# Help!



## Tamara traube (Jan 21, 2018)

Just wondering if anyone has any advice. I have a 2 year old V called hazel. She has been well socialised with other dogs and humans. I'm currently 7 months pregnant and in the last month she has become aggressive towards other dogs. Has anyone else has this problem?? Does anyone know if it will pass?? It's so hard trying to take her for walks now as I don't trust her off lead anymore around other dogs.


----------



## Anida (Jun 10, 2016)

I would guess she's being protective of you since you're pregnant, but I don't really have any advice other than keep her on a lead if she isn't being manageable off-leash right now.


----------



## VizslaOwner2011 (Jan 31, 2018)

I don't have much advice for you except you might want to rehome the dog before you have the baby. My Visla was the sweetest dog and now he's super aggressive. It started off slow then got intense. I wasn't expecting this breed to be so unpredictably violent when I adopted him. I wouldn't risk keeping an aggressive dog around a newborn.


----------



## texasred (Jan 29, 2012)

Dog aggressive, does not mean human aggressive. Dogs can be either, or both.

I'm not sure if they have Growl classes in your area. It does not make the dog like every other dog they meet. Only less reactive to dogs near by.


----------



## gingerling (Jun 20, 2015)

Tamara, you have a Vizsla, they are wickedly intelligent..she knows you're pregnant and is protecting you!

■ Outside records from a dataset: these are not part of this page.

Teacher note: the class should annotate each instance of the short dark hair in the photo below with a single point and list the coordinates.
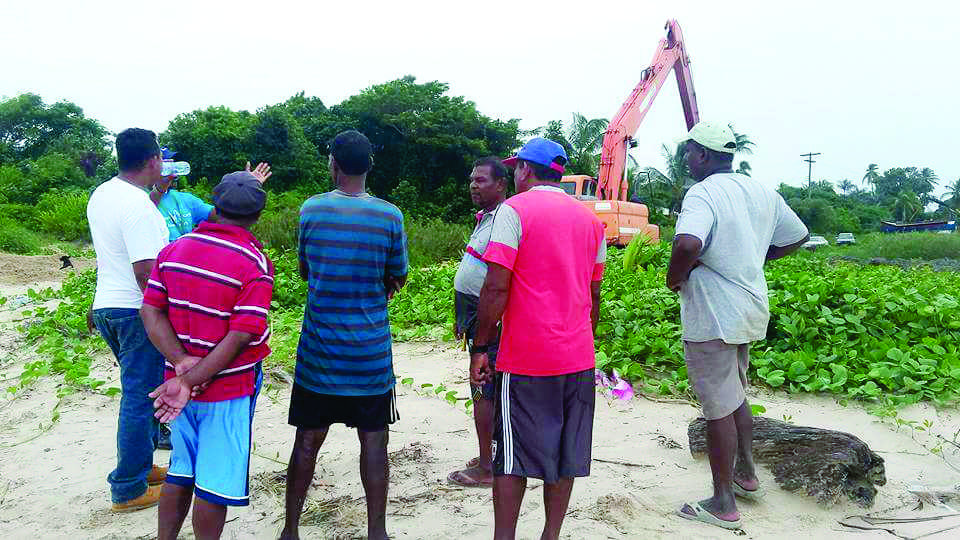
(135, 147)
(544, 173)
(352, 151)
(722, 157)
(497, 168)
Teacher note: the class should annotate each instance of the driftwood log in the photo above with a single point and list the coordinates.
(829, 465)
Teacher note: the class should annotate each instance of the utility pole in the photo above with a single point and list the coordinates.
(810, 161)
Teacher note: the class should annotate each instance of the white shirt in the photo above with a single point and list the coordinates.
(126, 227)
(737, 218)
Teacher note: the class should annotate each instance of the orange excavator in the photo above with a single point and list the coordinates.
(607, 194)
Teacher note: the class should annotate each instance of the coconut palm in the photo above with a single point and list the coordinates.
(952, 196)
(872, 177)
(585, 137)
(927, 180)
(744, 144)
(846, 186)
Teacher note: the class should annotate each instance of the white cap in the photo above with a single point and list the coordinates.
(713, 135)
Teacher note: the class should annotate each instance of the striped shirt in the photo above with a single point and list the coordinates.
(349, 245)
(210, 282)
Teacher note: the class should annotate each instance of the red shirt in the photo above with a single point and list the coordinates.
(555, 247)
(210, 282)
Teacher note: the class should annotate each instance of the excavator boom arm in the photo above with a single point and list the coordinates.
(670, 55)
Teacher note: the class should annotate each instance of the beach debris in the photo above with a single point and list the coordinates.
(617, 386)
(826, 464)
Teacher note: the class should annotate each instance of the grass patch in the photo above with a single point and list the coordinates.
(433, 241)
(916, 245)
(15, 238)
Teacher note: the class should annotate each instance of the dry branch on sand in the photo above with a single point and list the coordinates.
(826, 464)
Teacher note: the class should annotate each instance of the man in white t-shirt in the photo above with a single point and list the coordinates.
(128, 233)
(729, 226)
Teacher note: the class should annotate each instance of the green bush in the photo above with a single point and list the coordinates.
(64, 215)
(23, 214)
(278, 228)
(433, 241)
(15, 238)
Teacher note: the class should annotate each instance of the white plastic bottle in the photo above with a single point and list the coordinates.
(176, 168)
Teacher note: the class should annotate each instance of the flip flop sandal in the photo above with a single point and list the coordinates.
(459, 478)
(701, 515)
(750, 495)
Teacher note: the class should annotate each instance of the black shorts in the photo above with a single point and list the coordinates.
(310, 410)
(543, 426)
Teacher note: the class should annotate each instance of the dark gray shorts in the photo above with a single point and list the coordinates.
(543, 426)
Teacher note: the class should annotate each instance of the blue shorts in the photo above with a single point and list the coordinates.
(211, 450)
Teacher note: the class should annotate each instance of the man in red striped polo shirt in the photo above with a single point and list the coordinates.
(205, 309)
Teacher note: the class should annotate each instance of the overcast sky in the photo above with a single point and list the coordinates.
(859, 81)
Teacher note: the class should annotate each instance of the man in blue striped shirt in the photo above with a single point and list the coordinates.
(353, 254)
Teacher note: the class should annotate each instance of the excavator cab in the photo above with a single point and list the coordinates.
(622, 220)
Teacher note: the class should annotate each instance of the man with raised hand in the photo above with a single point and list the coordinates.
(353, 255)
(545, 263)
(205, 309)
(128, 232)
(183, 211)
(729, 226)
(488, 189)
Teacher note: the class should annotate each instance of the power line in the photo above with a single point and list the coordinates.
(810, 161)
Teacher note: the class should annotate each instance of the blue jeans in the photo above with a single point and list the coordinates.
(141, 371)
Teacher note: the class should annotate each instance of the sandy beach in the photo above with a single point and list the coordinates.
(53, 477)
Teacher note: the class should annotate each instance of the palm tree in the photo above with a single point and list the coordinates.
(872, 177)
(846, 186)
(928, 179)
(673, 183)
(585, 137)
(744, 144)
(906, 206)
(952, 195)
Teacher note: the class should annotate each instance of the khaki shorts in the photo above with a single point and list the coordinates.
(718, 373)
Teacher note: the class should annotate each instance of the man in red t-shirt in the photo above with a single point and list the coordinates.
(205, 309)
(545, 262)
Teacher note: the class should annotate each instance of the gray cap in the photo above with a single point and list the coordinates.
(239, 193)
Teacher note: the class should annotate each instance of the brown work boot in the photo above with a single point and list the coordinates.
(148, 499)
(157, 475)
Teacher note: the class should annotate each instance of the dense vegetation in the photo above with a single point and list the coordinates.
(877, 333)
(880, 333)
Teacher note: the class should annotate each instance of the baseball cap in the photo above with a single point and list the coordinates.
(239, 193)
(713, 135)
(541, 151)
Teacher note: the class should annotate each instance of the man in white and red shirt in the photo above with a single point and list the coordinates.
(545, 262)
(205, 309)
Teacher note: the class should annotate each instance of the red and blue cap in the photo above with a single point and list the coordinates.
(542, 152)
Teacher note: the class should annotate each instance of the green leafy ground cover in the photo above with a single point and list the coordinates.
(876, 333)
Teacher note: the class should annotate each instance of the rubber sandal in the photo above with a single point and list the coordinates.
(701, 515)
(749, 495)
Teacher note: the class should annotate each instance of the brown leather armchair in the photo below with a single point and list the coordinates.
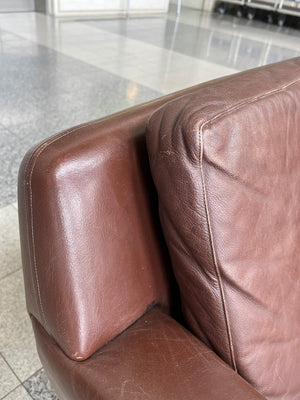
(100, 291)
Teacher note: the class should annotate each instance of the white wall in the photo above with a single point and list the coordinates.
(92, 7)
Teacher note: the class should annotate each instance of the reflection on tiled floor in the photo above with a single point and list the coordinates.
(58, 73)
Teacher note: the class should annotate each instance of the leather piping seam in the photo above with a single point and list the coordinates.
(201, 148)
(36, 155)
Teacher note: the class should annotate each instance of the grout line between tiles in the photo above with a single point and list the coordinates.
(6, 362)
(29, 394)
(7, 394)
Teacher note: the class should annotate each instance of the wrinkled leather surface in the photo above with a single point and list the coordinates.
(92, 250)
(226, 164)
(156, 358)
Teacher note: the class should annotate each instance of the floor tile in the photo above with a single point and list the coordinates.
(10, 258)
(40, 97)
(17, 342)
(8, 380)
(18, 394)
(39, 387)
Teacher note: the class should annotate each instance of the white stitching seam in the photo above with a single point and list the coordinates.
(200, 130)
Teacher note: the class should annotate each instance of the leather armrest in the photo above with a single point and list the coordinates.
(155, 358)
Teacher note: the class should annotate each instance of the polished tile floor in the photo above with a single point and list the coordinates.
(58, 73)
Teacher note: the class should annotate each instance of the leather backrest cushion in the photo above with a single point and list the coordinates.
(93, 255)
(92, 249)
(226, 164)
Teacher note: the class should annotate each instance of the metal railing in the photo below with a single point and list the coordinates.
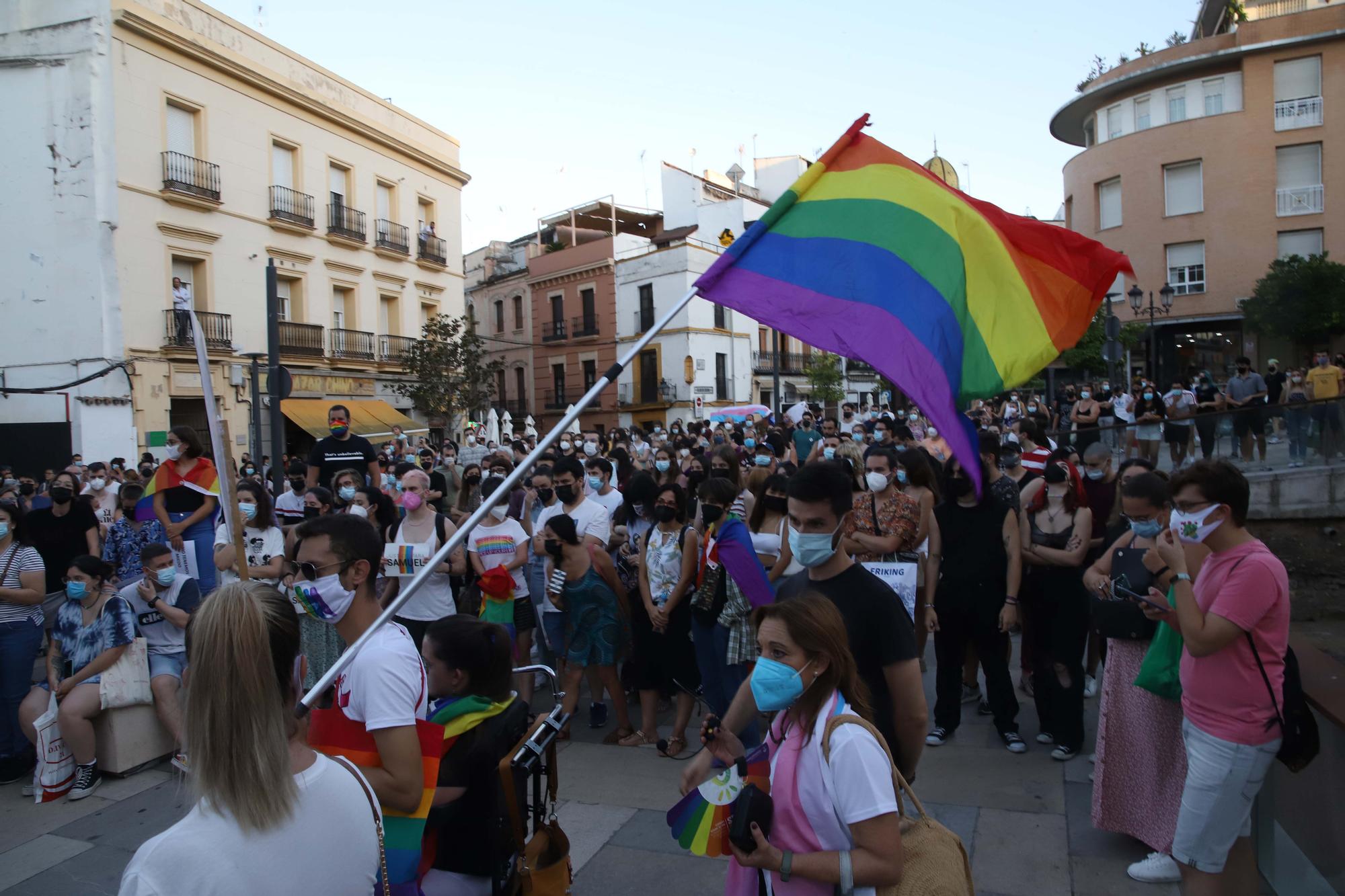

This is definitely not something that requires rehoming, but rather reassurance. Take her out on lead and reinforce prosocial behavior, and most importantly, make sure you demonstrate alpha behavior...approach other dogs yourself confident;y and interact with them so she sees this.... not so much vulnerability but power.


----------



## Anida (Jun 10, 2016)

Also, for the longest time I thought my 20lb beagle just hated other dogs because she'd always get nasty -- growling, showing teeth etc (hasn't actually ever attacked). Turns out she thinks she needs to protect me. (Off leash in a socialization class if I walk off and a dog approaches her she's fine, but if I was there next to her she would get nasty.) She's a lot better now but it took some time in a socialization class to get her to be ok with other dogs and feel ok with other dogs she doesn't know being around me.


----------